HC seeks report from centre on question paper leak
Posted on Mar 20 2014 | IANS
New Delhi, March 19 : The Delhi High Court Wednesday directed the central government and the Central Board of Secondary Education (CBSE) to submit a detailed report on the leak of the Class XII physics question paper for the 2014 senior secondary examinations in Manipur.
A division bench of Acting Chief Justice B.D. Ahmed and Justice Siddharth Mridul refused to accept the final report submitted by the government and the CBSE on the issue, which said the leak of the All India Senior Secondary Certification Examination question paper was not "widespread".
"The report does not deal with the fact that the question paper was on the net," the bench remarked, and directed the government to conduct a fresh inquiry on the extent of the leak with regard to other states.
Each year, the CBSE prepares three sets of question papers for Delhi, rest of India and outside India.

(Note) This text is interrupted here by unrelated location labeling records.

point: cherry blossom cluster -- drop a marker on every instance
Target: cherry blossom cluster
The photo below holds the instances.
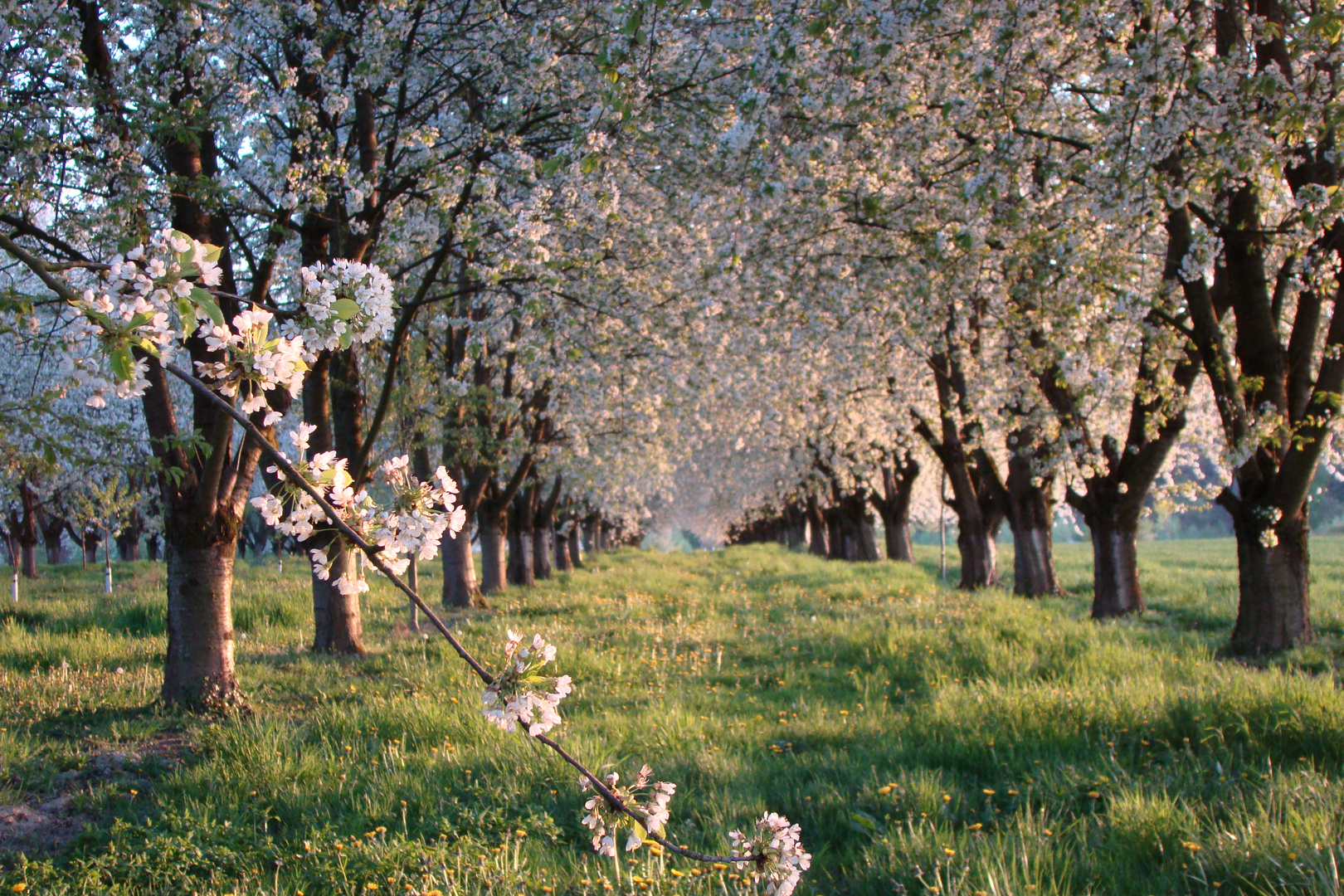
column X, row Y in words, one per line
column 130, row 312
column 777, row 850
column 411, row 525
column 344, row 303
column 604, row 820
column 523, row 692
column 254, row 362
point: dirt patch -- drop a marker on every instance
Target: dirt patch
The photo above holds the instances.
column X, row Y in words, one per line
column 49, row 824
column 45, row 828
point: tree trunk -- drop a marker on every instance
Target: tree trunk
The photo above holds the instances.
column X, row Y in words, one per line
column 869, row 539
column 338, row 626
column 52, row 528
column 816, row 529
column 30, row 561
column 795, row 525
column 576, row 550
column 1031, row 518
column 1116, row 590
column 590, row 533
column 128, row 546
column 492, row 536
column 24, row 529
column 898, row 540
column 522, row 568
column 460, row 587
column 1273, row 613
column 56, row 546
column 835, row 533
column 562, row 553
column 199, row 670
column 979, row 555
column 543, row 547
column 898, row 485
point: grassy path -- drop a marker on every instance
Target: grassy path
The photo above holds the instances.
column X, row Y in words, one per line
column 926, row 740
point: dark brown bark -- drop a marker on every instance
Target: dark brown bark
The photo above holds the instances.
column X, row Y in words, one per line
column 460, row 586
column 562, row 553
column 522, row 566
column 543, row 538
column 1272, row 564
column 592, row 540
column 52, row 527
column 576, row 548
column 979, row 497
column 199, row 668
column 23, row 528
column 1031, row 519
column 1269, row 490
column 492, row 538
column 1114, row 536
column 338, row 624
column 88, row 542
column 819, row 533
column 898, row 485
column 795, row 525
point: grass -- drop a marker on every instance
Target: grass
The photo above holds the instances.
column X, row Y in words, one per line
column 928, row 742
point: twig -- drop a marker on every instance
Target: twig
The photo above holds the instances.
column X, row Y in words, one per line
column 371, row 553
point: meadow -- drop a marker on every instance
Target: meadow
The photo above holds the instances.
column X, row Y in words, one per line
column 926, row 740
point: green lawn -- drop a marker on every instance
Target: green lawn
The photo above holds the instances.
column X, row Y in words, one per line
column 926, row 740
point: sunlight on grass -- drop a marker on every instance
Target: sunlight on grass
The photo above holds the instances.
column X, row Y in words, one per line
column 923, row 738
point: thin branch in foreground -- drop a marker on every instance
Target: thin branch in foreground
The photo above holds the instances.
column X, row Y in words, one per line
column 371, row 553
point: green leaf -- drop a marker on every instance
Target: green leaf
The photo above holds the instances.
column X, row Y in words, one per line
column 207, row 303
column 123, row 364
column 346, row 308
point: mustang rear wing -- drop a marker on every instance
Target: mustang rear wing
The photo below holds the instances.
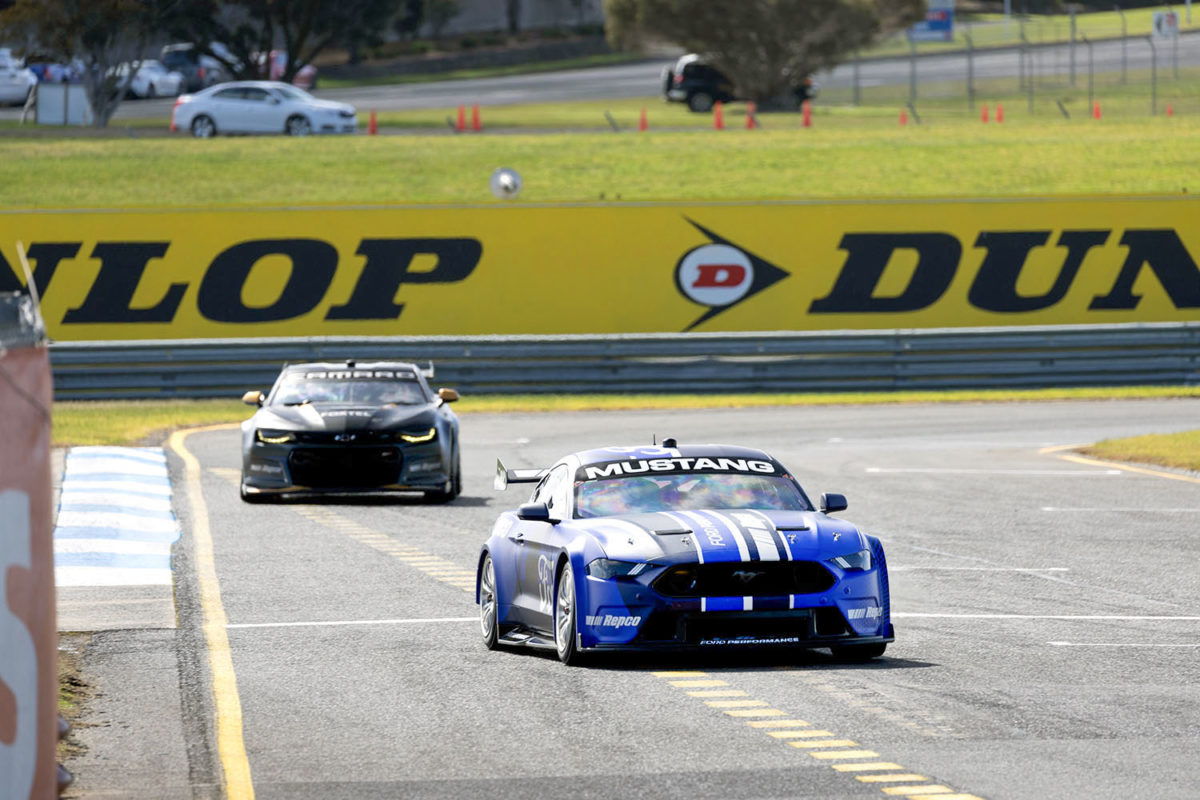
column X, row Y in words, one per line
column 505, row 476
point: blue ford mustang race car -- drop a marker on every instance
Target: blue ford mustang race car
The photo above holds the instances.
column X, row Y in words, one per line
column 695, row 546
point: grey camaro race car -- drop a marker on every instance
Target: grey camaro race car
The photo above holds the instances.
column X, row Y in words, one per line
column 341, row 427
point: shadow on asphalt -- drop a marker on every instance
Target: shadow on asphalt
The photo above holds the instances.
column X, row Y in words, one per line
column 778, row 659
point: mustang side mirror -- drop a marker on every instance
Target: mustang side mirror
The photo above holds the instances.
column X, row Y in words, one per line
column 534, row 512
column 833, row 501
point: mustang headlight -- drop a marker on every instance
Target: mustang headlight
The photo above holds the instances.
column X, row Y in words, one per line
column 419, row 437
column 606, row 569
column 858, row 561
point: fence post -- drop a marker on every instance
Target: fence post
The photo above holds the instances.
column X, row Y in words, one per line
column 1125, row 47
column 912, row 72
column 970, row 71
column 858, row 85
column 1153, row 77
column 1091, row 74
column 1071, row 48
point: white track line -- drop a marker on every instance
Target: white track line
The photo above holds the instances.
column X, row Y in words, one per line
column 1114, row 644
column 1062, row 617
column 937, row 470
column 360, row 621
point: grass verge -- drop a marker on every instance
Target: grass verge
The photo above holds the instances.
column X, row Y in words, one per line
column 852, row 154
column 1176, row 450
column 130, row 422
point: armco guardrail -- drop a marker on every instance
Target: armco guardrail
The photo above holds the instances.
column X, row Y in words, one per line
column 1167, row 353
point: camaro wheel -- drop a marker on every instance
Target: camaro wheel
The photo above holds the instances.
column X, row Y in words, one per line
column 700, row 101
column 203, row 127
column 564, row 618
column 489, row 614
column 859, row 651
column 246, row 497
column 298, row 126
column 454, row 487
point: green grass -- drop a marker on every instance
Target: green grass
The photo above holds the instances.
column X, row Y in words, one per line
column 850, row 154
column 1177, row 450
column 125, row 422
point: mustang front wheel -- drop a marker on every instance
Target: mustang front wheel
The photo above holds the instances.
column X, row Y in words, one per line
column 565, row 617
column 489, row 620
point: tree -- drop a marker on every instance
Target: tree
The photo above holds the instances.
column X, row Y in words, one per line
column 97, row 34
column 247, row 30
column 765, row 47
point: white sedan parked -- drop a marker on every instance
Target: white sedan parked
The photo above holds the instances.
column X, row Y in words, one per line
column 261, row 107
column 151, row 79
column 16, row 80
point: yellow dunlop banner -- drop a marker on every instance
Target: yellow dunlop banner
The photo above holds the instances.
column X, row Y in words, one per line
column 522, row 269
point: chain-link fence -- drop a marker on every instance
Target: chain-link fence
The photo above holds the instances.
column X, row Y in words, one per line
column 1039, row 71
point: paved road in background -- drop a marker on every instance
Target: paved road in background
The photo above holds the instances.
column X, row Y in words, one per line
column 1047, row 618
column 643, row 79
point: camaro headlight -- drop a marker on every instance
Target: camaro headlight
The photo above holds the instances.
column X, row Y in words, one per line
column 606, row 569
column 419, row 437
column 267, row 435
column 858, row 561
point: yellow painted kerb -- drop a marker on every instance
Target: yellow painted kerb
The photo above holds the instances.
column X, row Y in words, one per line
column 227, row 705
column 1060, row 451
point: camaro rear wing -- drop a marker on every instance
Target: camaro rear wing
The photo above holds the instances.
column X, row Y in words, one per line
column 505, row 476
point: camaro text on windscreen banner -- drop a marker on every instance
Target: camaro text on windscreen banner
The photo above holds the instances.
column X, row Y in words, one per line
column 600, row 269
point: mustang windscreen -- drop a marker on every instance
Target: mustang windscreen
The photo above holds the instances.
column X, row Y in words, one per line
column 360, row 388
column 685, row 491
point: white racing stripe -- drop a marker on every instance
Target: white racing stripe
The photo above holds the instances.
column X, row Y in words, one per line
column 1056, row 617
column 947, row 470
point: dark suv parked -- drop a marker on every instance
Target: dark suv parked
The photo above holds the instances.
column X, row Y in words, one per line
column 700, row 84
column 199, row 71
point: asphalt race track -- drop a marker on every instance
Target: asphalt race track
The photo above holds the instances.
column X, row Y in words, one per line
column 1047, row 615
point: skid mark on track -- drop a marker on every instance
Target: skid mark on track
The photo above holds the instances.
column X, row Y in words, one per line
column 843, row 755
column 435, row 566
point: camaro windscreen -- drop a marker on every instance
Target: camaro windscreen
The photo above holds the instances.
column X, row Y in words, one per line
column 358, row 388
column 685, row 491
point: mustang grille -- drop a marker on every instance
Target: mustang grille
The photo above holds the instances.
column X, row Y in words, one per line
column 744, row 579
column 325, row 468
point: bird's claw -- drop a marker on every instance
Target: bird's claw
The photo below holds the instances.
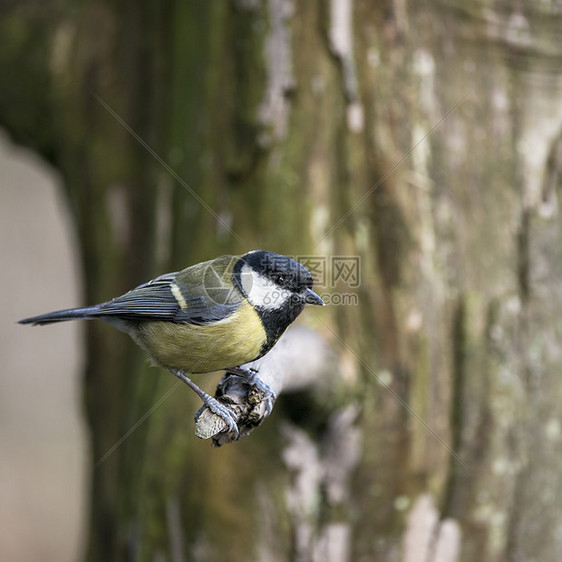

The petition filed by Rajiv Ranjan Dwivedi said the question paper set for the second category was leaked on the internet a day before the examination date.
"The question paper was leaked, downloaded on the internet, sold in the market," the petition said, adding that the question paper was accessible in the market for Rs.3,000.
While the CBSE has decided to conduct a re-examination of the physics paper in Manipur April 2, the petition sought direction to the government to conduct re-examination for the rest of the country also.
The petition said that those who succeed in procuring the leaked question paper can certainly take advantage in the IIT JEE examination and getting admission in good colleges.
It said 40 percent of the marks obtained in the Class XII examination are considered in the IIT JEE exam.
Pulling up the government for failing to come out with proper data on the extent of the leak, the bench directed it to conduct a probe into the number of 'hits' the website received when it was hosting the leaked question paper.
"These things spread like wildfire. Have you done a survey as to how many hits that website received during that period. We will also have to consider that some students may have downloaded it and e-mailed it to others," the bench said.
The court posted the matter for further hearing March 27.